Procreate really became my go-to art tool in the evenings and when travelling. I would never attempt to paint whilst travelling at speed on a canoe down a tributary of the Amazon river, but Procreate with iPad mini were perfect for this. It was also amazing to be able to work in the pitch black in my hammock and to be able to pull out my iPad and get painting. I used Procreate to record the tribal ceremony, which was at night, and then the following day did an acrylic painting of that event. Procreate helped me to work up ideas that then informed my acrylic paintings.

The ability to play back the art process from Procreate is great fun, and we will be building some of these animations into our videos as they are updated to full HD quality over the next week or so.

Given an unlimited supply of power, Procreate could be the ideal travelling artist’s paint box. I had to limit my use a bit as the whole expedition ran on solar power only, and we had to keep the iPad, iPhone, two satellite units, a DSLR camera, and sound equipment all powered only from the sun for over a week, which we achieved well but with compromise on all fronts.

When is the next chapter of Last Chance to Paint, and where?

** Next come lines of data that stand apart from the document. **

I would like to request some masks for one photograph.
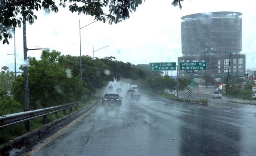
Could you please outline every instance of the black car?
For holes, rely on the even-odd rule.
[[[102,105],[106,107],[121,107],[122,105],[122,97],[118,94],[106,94],[102,99]]]

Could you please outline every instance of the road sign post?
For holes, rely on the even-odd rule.
[[[180,70],[190,71],[206,70],[206,63],[203,62],[181,62],[180,63]]]
[[[192,89],[190,88],[188,89],[188,97],[189,97],[189,100],[190,97],[192,97]]]
[[[150,71],[176,70],[176,62],[149,63]]]

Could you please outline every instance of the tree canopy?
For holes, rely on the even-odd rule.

The next chapter of Last Chance to Paint is ‘Person of the Forest’ in Borneo, which will go live in September 2019. I have been invited by the Orangutan Foundation to spend time with their scientists in a very private part of the forest where I can meet and paint orangutans that are undergoing training to be released back into the wild after they lost their homes and families to palm oil plantations.

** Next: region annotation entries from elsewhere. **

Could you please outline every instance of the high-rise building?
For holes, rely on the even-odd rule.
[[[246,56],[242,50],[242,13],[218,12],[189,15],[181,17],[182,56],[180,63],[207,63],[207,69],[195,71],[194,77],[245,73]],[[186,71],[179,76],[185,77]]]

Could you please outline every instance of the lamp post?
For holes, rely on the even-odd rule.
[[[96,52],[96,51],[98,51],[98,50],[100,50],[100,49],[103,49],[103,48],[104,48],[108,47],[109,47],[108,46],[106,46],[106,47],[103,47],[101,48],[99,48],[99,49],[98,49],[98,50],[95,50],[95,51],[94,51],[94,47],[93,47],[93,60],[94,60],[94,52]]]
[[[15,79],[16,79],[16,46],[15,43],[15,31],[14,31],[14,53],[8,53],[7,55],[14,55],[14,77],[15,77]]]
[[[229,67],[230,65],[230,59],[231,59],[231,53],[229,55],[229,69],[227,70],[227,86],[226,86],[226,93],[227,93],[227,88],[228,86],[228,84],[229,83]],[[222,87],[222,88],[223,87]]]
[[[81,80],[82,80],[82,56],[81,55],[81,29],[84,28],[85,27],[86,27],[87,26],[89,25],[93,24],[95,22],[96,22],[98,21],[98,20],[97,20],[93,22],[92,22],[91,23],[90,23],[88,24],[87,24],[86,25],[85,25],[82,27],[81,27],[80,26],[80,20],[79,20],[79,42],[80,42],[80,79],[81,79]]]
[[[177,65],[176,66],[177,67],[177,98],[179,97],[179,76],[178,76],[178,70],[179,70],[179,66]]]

After this I will travel north to Mulu, one of the oldest rainforests on the planet, to meet the Penan people. They were once nomadic, but were forced to settle after the destruction of 98% of their forests. What is left can no longer sustain them. I will paint in Mulu, where parts of the forest still stand. I'll also talk to the Penan to record them, paint with them, and to hopefully find out a little more about their story, culture, music and art - before it is lost.

Yawanawá Village Parrot by John Dyer

What are some simple things you learnt from this experience that we can all do to help the environment, wherever we are in the world? The environment is in danger, and we may well be living through a tipping point on planet Earth as mass extinctions and climate change accelerate. 80% of the most biodiverse and healthy regions on Earth are home to tribal people, and it is imperative that these tribes are allowed to stay on their lands, as their presence largely protects the environment.

The Yawanawá tribe have exactly the same problems as we have. They are reliant on oil for power, they have a plastic waste issue and an increasing need for money to run all of this. We shouldn’t judge or be disappointed to hear this, but understand that they are also a modern society - like us, but different. We should focus our minds on how we can use our technology and knowledge to help them to live more sustainably, and learn how to do so ourselves. The Yawanawá have a tiny footprint compared to a city like London, but if you scaled them up there would be similarities. They do, however, through their ownership of their land, protect a vast tract of Amazon rainforest.

It made me very sad when the tribe asked me to buy a cow as a gift for them for a feast. I explained why I would not, as cattle are one of the biggest drivers of deforestation and methane emissions across the world. As soon as we left the tribes’s land to make our way downriver, the slash and burn started, and the forest was entirely cleared for cattle. It was shocking to see.

So, wherever you are in the world, if you can make one small change in your life, take beef and red meat off the menu. If we all did that, we could potentially remove a vast chunk of our CO2 and methane output - as much as all the transport in the world added up. That would buy us some time to try and fix the global climate crisis. We are all in this together: families, communities, tribes, and countries. We need to make a few small changes now, and begin to learn from each other.